Smiling could become a gesture
One of the main concerns with current smartphones and tablets that these patents focus on is that they can become difficult to use when at odd angles. One solution they suggest is that by using their tracking technology, the device's keyboard could be constantly repositioned so that it fell directly beneath its user's hands. They also describe Leap Motion-style hand tracking, allowing users to press buttons by performing gestures in midair. But most of the gestures seem to be more subtle than poking at nonexistent buttons: nodding your head, leaning to either side, or even just smiling could all be used to control a phone or some other device's interface, the patents say.
The patents' illustrations give a look at how this might play out on a smartphone. Some illustrations show a card-style interface that would appear deeper or shallower, or shift left or right depending on where the viewer was looking from.

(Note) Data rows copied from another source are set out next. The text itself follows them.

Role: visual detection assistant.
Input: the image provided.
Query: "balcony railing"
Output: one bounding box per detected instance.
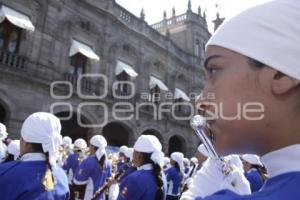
[64,73,94,94]
[0,50,26,70]
[112,89,135,103]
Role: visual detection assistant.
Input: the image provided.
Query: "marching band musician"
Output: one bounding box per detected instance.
[181,145,209,193]
[0,112,69,199]
[194,144,209,170]
[108,147,137,200]
[183,158,190,176]
[73,135,112,200]
[241,154,266,193]
[190,0,300,199]
[63,138,87,199]
[0,122,8,163]
[119,147,137,183]
[165,152,184,200]
[58,136,73,166]
[163,157,171,170]
[117,135,166,200]
[117,145,128,174]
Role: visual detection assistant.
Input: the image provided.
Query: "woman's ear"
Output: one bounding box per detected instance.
[271,71,300,95]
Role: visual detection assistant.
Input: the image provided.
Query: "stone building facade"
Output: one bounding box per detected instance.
[0,0,211,156]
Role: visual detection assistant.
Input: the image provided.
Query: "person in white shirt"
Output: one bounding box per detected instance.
[184,0,300,200]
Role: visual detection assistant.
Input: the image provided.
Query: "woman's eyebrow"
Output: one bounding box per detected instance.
[204,55,223,70]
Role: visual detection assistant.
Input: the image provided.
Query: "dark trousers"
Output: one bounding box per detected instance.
[166,195,179,200]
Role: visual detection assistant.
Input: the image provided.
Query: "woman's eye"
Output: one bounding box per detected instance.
[207,67,219,75]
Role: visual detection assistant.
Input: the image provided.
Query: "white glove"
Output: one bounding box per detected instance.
[181,158,224,200]
[180,157,251,200]
[221,165,251,195]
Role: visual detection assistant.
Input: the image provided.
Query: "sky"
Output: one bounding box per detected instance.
[116,0,270,33]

Other illustrations show how an item might appear to physically depress when activated by using shadows that match up with the angle the viewer is looking from. Those details don't strictly sound like the makings of a helpful user interface, but these are also just patent illustrations meant in part to exemplify what Amazon is thinking about — not strictly what it'll end up doing with them. It looks like Amazon is focusing on other projects for the rest of 2013, so there may still be quite a ways to go before Amazon reveals its real plans.